An analysis of data from 24 Italian MS centres has identified factors associated with an early change of disease-modifying therapy (Sacca et al. Mult Scler 2018; epublished July 25, 2018).
Total enrolment was 3025 patients. Overall, 48% of patients switched treatments in the first three years of starting a DMT. Factors associated with an early switch due to lack of efficacy included the presence of spinal cord lesions (hazard ratio 1.46), diagnostic delay (HR 1.23), and higher baseline EDSS score (HR1.17). Switching due to lack of efficacy was less likely with natalizumab (HR 0.13), teriflunomide (HR 0.21), fingolimod (HR 0.50), and dimethyl fumarate (HR 0.60) compared to an interferon.

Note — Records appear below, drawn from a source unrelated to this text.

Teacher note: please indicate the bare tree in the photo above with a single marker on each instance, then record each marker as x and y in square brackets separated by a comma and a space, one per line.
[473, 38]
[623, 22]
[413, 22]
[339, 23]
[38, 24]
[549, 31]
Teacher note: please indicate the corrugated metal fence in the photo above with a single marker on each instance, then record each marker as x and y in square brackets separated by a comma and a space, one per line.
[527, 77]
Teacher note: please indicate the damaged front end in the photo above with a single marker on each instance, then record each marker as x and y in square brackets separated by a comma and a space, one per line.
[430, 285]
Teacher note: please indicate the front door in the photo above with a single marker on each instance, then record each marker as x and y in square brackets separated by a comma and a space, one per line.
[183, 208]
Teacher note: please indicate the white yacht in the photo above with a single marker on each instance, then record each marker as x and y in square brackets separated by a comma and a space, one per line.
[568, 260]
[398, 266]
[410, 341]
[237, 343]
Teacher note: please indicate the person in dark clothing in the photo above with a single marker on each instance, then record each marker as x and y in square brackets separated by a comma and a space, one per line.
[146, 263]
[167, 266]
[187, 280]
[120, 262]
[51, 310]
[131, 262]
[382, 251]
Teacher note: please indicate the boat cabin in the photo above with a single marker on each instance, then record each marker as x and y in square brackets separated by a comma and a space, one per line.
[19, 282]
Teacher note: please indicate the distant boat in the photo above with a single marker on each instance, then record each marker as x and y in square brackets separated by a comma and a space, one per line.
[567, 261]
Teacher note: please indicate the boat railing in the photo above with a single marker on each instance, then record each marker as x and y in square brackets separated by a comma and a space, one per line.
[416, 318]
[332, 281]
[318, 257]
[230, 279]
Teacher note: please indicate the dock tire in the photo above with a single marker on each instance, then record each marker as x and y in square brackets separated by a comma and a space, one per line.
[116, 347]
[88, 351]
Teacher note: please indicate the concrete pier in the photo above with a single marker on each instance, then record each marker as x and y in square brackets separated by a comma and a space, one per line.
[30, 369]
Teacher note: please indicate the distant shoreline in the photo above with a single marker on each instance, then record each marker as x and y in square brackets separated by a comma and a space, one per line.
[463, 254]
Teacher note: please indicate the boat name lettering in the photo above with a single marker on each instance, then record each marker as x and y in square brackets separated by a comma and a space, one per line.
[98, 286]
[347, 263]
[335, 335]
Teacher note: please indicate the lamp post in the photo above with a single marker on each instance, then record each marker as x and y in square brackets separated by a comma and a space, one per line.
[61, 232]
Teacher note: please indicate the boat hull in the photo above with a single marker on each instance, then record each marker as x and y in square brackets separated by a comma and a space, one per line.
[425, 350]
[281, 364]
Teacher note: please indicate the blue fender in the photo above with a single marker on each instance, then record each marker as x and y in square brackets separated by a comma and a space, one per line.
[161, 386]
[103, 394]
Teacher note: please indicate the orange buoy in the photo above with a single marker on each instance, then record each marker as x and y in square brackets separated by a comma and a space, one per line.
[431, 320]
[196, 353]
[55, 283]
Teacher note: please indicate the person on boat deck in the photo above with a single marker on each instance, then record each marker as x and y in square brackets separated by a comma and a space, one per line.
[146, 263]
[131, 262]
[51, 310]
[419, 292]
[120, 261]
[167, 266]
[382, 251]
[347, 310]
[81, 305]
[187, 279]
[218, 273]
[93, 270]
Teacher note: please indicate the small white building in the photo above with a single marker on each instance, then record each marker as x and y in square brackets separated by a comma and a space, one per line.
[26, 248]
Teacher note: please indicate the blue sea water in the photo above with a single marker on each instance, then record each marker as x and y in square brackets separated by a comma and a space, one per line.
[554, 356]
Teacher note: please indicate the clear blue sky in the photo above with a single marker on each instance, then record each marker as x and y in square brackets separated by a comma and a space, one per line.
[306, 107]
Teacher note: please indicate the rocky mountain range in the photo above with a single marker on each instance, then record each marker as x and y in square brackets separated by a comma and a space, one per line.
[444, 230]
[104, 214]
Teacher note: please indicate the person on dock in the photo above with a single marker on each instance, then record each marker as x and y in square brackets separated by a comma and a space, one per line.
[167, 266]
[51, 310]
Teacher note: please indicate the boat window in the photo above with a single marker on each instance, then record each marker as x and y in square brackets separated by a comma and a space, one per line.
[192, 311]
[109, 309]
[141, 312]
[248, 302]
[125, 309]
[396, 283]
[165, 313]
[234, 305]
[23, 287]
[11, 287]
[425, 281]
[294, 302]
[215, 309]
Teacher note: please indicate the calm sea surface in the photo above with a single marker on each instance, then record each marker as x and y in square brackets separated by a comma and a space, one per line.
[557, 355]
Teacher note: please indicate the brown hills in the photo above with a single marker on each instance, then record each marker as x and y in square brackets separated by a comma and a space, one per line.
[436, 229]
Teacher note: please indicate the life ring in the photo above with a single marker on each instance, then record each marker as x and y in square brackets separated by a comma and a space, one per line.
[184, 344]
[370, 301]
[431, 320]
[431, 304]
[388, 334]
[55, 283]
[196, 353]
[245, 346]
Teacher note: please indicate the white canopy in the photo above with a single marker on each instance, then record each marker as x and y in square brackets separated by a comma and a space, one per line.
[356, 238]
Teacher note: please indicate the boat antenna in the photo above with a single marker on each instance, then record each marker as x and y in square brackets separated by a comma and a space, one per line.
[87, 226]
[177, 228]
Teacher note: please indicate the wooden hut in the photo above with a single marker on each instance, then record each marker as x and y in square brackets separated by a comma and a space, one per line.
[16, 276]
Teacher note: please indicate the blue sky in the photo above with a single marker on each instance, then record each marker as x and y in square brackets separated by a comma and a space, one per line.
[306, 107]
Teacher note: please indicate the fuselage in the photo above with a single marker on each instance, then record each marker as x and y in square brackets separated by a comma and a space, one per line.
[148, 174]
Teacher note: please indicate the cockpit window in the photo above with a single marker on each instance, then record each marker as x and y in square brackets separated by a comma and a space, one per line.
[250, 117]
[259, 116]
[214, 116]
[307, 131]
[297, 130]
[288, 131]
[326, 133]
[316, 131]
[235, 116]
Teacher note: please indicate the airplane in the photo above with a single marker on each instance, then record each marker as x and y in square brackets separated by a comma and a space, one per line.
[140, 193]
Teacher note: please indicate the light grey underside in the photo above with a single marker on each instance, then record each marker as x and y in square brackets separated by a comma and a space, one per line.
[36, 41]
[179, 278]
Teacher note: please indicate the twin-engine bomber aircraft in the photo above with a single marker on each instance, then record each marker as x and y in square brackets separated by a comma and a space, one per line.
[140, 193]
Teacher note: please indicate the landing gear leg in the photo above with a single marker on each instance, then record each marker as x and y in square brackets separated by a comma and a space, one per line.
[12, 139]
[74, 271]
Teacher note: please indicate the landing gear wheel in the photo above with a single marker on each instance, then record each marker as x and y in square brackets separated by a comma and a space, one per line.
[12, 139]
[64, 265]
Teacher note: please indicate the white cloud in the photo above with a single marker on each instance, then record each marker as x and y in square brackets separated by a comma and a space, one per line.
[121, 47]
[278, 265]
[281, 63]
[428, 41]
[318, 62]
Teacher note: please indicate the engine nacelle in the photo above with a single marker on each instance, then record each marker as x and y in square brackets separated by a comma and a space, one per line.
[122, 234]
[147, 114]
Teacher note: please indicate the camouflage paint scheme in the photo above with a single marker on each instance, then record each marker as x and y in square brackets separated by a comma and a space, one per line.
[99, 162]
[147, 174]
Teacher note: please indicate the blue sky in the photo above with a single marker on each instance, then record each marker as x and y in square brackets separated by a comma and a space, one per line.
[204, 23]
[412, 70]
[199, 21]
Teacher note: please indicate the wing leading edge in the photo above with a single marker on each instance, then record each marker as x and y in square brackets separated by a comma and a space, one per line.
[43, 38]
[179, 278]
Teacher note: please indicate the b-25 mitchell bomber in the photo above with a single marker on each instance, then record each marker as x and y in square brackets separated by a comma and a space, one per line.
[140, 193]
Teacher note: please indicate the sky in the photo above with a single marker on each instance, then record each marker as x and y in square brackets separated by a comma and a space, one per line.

Switching due to intolerance or safety considerations was less common with fingolimod (HR 0.35), dimethyl fumarate (HR 0.57) and glatiramer acetate (HR 0.61) compared to an interferon. Switching due to intolerance/safety was more common in patients with comorbidities (HR 1.28) and those on natalizumab (HR 1.43).
A separate study also reported that patients with higher socioeconomic status were more able to access second-line therapies (Calocer et al. PLoS One 2018;13:e0191646).
While several groups have outlined clinical/radiological criteria for an inadequate treatment response, many patients are not switched despite evidence of worsening disease (see also Exploring therapeutic inertia in multiple sclerosis, NeuroSens, July 11, 2018).
In the EPIDEM retrospective study reported earlier this year, data were analysed for MS patients treated for at least two years at outpatient centres in Germany (Schmidt et al. Ther Adv Neurol Disord 2018;11:1756285617749802). Overall, 34.0% of treated patients experienced >1 relapse in the previous 2 years, 21.0% had new MRI activity, and 20.1% had significant worsening of their EDSS score. Despite evidence of ongoing disease activity, 70.6% of patients with relapses and 50.3% of patients with EDSS progression were assessed as clinically stable by their neurologist. A change of treatment was considered in 22.8% of patients with relapse activity, in 37.8% of patients with MRI activity, and in 20.1% of those with EDSS progression.
The authors concluded that the current paradigm of low tolerance for disease activity and for early treatment optimization have not been turned fully into action.